The dollar recently rose 0.9% to Y118.12, compared with roughly ¥115.0 before the Fed announcement.
Currency strategists at Goldman Sachs believe the yen has further to fall, forecasting an exchange rate of 125 to the dollar in 12 months time, close to the 13-year high of 125.9 reached in mid-2015.
The euro tumbled to its lowest level against the greenback since 2003, dropping 0.9% to $1.0442. The euro could reach parity in the first half of 2017, analysts said.
Société Générale expects the dollar to fall to parity against the euro, “on the combination of an accelerating U.S. economy and rising European political risk,” said Société Générale foreign-exchange analyst Alvin Tan.
Ray Attrill, the global head of currency strategy at National Australia Bank, said “this is what happens when two [interest-rate increases] becomes three.”
“Some of the [Fed] members are taking on board the prospect of more growth-supportive and inflationary fiscal policy next year,” Mr. Attrill said.
The dollar has already been rallying since the Nov. 8 U.S. election, as investors bet President-elect Donald Trump’s promises of more expansive fiscal policy will boost U.S. economic growth and inflation.

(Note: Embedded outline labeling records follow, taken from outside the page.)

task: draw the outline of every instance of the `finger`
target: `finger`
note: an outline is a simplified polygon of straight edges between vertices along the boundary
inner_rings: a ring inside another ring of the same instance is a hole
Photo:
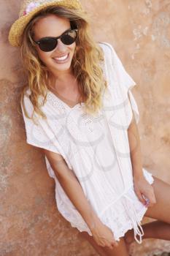
[[[139,190],[136,190],[136,194],[139,198],[139,200],[144,205],[145,204],[145,200],[142,197],[142,194],[139,192]]]
[[[116,241],[115,241],[112,242],[112,246],[114,247],[117,247],[118,243]]]

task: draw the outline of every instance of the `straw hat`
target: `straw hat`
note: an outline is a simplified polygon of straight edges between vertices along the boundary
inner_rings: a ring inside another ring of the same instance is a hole
[[[32,17],[43,8],[53,5],[75,10],[82,9],[79,0],[24,0],[21,4],[19,18],[10,28],[8,36],[9,43],[12,46],[20,46],[23,31]]]

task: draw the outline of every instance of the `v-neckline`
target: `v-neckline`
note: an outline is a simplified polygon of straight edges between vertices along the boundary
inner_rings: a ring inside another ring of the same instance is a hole
[[[55,95],[53,92],[52,92],[50,90],[47,89],[48,94],[51,94],[52,97],[53,97],[55,99],[57,99],[59,102],[62,103],[62,105],[65,105],[67,108],[69,110],[73,110],[74,108],[77,107],[81,107],[82,105],[85,105],[85,102],[79,102],[74,105],[73,107],[70,107],[68,104],[66,104],[65,102],[63,102],[61,99],[60,99],[57,95]],[[80,105],[81,104],[81,105]]]

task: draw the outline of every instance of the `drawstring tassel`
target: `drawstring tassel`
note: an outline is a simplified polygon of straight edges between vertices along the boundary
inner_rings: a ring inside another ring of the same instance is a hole
[[[125,208],[127,209],[127,213],[129,218],[131,219],[134,230],[134,238],[138,244],[142,244],[142,237],[144,236],[144,230],[141,226],[140,222],[137,219],[137,214],[135,208],[133,205],[133,201],[126,195],[124,195],[125,204],[126,205]],[[137,236],[139,236],[139,239],[137,238]]]

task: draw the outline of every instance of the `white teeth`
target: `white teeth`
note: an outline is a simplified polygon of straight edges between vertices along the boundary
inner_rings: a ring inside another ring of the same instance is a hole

Richard Grace, the global head of currency strategy at the Commonwealth Bank of Australia, said the Fed is navigating its way through some tricky waters. Fed ChairwomanJanet Yellen has acknowledged the potential for stronger gross domestic product growth if big infrastructure spending by the Trump Administration occurs, while also acknowledging monetary conditions have tightened in the past month through a higher U.S. dollar and big increases in U.S. bond yields, he said.